If I receive myself as a gift, I give myself as a gift. If I recognize the gift of God in me then I perceive myself as a living surplus. This outlook marks the People of God. If the Eucharist is the food of the Church then self-donation is the strength it nourishes. Christian women and men have cheerfully given their lives away as martyrs, missionaries, and as every kind of religious. They have done the same as Christian spouses, and this same spirit impels many professionals to take less pay and work for the Church. Self-reception and self-donation sets in motion the phalanx of volunteers, without which the life of the Church cannot be imagined, and without which the life of our parish simply is not possible.
In coming days, the parish will present you with opportunities to make a donation of your time, your talent, and your energy. God invites each of us to fulfillment through self-donation, but His call comes to each of us in His time and in His way. The parish needs you to help, but even more it needs you to discern the ways in which you are called to help.

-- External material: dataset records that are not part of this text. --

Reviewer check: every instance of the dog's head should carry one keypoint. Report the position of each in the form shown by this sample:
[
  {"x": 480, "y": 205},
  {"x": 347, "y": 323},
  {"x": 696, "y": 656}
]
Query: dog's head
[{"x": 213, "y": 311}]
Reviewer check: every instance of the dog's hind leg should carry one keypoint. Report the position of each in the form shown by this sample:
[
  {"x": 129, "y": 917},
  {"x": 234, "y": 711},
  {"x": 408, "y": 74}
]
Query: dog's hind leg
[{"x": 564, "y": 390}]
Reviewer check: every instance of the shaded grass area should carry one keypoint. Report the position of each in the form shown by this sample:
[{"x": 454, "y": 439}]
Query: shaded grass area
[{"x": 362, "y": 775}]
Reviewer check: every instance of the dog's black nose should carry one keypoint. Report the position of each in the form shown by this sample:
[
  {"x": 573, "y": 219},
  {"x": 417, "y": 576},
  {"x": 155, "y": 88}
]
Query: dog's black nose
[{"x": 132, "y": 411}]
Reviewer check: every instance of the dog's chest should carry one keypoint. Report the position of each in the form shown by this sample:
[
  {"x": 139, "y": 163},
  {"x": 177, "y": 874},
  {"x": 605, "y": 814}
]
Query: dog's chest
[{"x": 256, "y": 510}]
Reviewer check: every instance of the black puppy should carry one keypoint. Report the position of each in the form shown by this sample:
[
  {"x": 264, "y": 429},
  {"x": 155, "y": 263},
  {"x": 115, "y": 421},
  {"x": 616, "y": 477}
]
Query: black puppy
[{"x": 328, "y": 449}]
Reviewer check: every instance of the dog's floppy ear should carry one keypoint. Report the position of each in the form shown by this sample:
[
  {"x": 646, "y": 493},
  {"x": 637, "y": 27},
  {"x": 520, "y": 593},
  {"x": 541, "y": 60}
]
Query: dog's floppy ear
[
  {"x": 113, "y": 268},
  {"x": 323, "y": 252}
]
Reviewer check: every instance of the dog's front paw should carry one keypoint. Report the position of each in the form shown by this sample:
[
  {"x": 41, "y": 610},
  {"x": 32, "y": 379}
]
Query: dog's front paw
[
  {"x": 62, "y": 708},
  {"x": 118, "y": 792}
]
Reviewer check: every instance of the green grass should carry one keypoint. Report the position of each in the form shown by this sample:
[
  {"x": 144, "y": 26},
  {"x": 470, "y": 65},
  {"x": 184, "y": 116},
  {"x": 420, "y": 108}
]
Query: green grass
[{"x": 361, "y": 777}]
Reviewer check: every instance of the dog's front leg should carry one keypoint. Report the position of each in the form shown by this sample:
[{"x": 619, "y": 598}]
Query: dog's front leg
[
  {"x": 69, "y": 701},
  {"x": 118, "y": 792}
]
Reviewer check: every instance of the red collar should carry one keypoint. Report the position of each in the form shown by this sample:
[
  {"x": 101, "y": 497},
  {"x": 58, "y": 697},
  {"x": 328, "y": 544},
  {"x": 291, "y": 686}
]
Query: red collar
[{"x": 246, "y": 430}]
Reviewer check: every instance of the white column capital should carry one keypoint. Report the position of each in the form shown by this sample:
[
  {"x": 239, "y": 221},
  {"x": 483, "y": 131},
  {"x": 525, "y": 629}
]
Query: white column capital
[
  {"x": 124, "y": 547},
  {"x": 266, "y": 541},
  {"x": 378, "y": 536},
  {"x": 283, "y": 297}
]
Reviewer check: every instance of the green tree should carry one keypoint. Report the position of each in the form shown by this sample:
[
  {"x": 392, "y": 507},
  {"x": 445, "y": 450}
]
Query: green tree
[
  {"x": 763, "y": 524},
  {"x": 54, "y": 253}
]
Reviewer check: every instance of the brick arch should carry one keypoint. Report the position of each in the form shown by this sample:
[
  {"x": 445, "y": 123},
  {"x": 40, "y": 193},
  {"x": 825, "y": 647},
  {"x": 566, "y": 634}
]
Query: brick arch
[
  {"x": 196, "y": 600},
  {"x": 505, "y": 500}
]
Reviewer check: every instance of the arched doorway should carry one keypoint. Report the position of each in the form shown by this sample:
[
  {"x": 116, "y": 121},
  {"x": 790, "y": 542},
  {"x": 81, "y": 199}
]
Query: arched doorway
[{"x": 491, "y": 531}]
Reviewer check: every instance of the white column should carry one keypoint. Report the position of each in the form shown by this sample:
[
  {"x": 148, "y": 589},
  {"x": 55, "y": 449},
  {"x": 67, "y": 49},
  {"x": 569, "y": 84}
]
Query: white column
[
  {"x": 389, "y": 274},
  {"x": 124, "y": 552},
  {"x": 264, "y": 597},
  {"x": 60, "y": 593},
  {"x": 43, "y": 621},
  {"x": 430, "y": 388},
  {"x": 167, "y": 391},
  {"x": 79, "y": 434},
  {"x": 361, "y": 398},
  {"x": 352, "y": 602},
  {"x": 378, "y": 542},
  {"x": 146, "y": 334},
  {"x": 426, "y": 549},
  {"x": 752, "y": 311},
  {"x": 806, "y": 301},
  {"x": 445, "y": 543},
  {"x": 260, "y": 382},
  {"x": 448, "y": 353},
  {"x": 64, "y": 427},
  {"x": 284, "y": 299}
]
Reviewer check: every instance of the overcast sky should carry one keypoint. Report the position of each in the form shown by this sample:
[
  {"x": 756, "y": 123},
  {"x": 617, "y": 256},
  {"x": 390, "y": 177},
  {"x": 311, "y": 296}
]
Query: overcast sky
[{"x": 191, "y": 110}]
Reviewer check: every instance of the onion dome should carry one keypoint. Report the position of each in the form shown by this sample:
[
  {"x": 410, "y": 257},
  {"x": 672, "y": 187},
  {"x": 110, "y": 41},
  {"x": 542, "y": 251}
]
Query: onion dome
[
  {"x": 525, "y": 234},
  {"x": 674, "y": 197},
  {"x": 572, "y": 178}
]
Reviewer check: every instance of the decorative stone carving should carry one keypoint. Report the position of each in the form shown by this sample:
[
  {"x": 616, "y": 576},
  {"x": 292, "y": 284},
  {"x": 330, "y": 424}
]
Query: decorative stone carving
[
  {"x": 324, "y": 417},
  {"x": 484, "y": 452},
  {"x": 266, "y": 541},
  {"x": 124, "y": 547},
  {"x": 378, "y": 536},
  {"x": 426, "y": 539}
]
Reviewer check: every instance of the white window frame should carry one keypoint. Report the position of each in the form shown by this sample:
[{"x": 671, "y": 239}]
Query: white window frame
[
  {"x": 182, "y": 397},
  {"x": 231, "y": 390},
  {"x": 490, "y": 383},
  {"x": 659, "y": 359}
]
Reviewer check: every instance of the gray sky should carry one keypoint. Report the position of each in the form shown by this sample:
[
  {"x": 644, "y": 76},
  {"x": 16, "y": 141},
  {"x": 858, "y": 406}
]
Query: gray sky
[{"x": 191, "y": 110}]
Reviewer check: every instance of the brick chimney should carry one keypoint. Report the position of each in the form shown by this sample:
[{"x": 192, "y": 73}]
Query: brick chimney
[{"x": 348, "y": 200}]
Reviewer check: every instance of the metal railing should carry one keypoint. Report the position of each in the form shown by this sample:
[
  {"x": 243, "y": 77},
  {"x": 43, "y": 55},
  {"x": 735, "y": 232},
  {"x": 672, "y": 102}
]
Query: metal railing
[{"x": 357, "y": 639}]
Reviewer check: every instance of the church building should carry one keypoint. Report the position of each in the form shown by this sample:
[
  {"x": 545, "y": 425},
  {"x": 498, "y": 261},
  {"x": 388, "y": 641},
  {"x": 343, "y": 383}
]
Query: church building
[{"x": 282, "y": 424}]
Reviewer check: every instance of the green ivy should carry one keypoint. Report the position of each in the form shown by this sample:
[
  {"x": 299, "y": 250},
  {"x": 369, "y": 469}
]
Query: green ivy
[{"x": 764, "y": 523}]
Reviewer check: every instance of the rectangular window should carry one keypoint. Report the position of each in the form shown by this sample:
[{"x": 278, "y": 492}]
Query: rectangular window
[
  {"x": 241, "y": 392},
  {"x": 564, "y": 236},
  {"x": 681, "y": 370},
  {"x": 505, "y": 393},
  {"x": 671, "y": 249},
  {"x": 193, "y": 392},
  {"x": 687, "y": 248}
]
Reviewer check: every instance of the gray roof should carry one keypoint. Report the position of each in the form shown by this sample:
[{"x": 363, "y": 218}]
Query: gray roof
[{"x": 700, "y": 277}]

Any self-giving brings us full circle. Having recognized abundance we become part of abundance. I perceive that I live because of gifts more than because of earnings and makings, and that perception impels me to become part of the giftedness of others. As I survey our parish I perceive that it thrives on an array of services it could never pay for, and by that it testifies to the God who has gathered it.
Next Sunday, September 24th, please come with open ears and an open heart to consider what growth God has readied you for.